- Born: 1926 Beirut
- Died: 2017 (aged 90–91) Mitchellville
- Alma mater: University of London; Vassar College ;
- Employer: Freer Gallery of Art (1956–2011) ;
- Position held: research associate (1991–2011), conservation scientist, analytical chemist

= Elisabeth West FitzHugh =

Conservation scientist (1926–2017)

Elisabeth West FitzHugh (born July 30, 1926 – January 13, 2017) was a Lebanese American conservation scientist. She was a fellow of the American Institute for Conservation and the International Institute for Conservation.

== Early life and education ==
Elisabeth West FitzHugh (née Hebard West) was born on July 30, 1926, in Beirut, Lebanon, where her father William A. West was a professor of Chemistry. She attended primary school there at the American Community School Beirut. She was an undergraduate student in chemistry at Vassar College. After earning her bachelor's degree, she moved to the UCL Institute of Archaeology (then University of London), where she earned a master's degree in the Archaeology of Western Asia. During her studies, she worked as an assistant curator and librarian at the American University of Beirut. She visited the Oriental Institute on an archaeological expedition in October 1950. On returning to the United States, FitzHugh met with George M. A. Hanfmann, then curator of the Fogg Art Museum, to discuss her career. He recommended that she speak to Rutherford John Gettens at the Smithsonian Institution.

== Career ==
FitzHugh was appointed to the technical research team at the Freer Gallery of Art in 1956. She worked alongside Gettens to establish a technical scientific laboratory at the art gallery, creating the protocols for the analysis of materials and pigments. Specifically, she developed the laboratory procedures to better understand the Chinese bronzes. This involved wet chemistry approaches and emission spectroscopy. FitzHugh had access to primitative characterization equipment at the Freer Gallery, including chemical, comparison and metallurgical microscopes. To perform X-ray diffraction measurements, she visited the National Museum of Natural History.

FitzHugh spent her entire career at the Freer Gallery, working as an analytical and conservation scientist. She was identified by Dr Joyce Hill Stoner as the first woman cultural heritage scientist at the Smithsonian. She soon became an expert in Chinese Jade and bronze, Japanese painting and oriental lacquer. Amongst the many artists' pigments studied by FitzHugh, her work on the chemistry of Han purple and Han blue were groundbreaking.

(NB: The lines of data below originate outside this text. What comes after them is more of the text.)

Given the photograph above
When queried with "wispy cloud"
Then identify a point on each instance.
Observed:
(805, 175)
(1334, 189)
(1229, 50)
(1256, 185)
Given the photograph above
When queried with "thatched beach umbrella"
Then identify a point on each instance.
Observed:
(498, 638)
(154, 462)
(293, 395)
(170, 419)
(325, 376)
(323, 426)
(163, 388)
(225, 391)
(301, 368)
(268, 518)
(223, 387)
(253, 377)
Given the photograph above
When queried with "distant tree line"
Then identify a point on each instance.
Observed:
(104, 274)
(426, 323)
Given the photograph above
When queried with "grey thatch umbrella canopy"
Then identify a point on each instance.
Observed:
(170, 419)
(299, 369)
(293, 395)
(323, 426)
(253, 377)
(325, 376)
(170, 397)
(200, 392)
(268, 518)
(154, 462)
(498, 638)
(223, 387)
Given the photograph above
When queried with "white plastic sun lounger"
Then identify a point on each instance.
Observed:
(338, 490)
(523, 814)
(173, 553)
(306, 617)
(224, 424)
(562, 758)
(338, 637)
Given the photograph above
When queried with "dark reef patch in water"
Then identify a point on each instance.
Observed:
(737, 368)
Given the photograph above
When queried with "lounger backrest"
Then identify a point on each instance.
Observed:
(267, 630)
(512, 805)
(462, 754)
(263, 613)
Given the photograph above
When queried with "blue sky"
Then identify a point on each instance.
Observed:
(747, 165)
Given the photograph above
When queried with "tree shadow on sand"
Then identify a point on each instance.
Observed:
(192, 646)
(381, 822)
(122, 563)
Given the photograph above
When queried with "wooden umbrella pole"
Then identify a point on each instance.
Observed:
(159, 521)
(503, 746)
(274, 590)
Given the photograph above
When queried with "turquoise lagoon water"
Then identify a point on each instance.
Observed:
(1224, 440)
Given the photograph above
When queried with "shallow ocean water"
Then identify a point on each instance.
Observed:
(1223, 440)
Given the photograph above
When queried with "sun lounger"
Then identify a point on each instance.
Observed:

FitzHugh was interested in the conservation and protection of art. She served as editor of International Institute for Conservation of Historic and Artistic Works (IIC) Abstracts, a journal summarizing the abstracts of books, conference proceedings and dissertations on art, archaeology and architecture. She held various roles in the American Institute for Conservation of Historic and Artistic Works, including Chair of Ethics and Standards and eventually President.

== Awards and honors ==
- 1990: American Institute for Conservation R. J. Gettens Award
- 1992: Honorary member of the American Institute for Conservation
- 2002: International Institute for Conservation of Historic and Artistic Works Forbes Prize
- 2016: Honorary fellow of the International Institute for Conservation

== Legacy ==
FitzHugh retired in 1991, but continued to work at the Smithsonian until 2011. She died in 2017 in Mitchellville, Maryland.

Her personal collection of conservation volumes was donated posthumously to the South African Institute for Heritage Science and Conservation, and form the core of the collection housed there at the Elisabeth FitzHugh Conservation Library

== Family ==
FitzHugh was married to Richard FitzHugh, a biophysicist at the National Institutes of Health.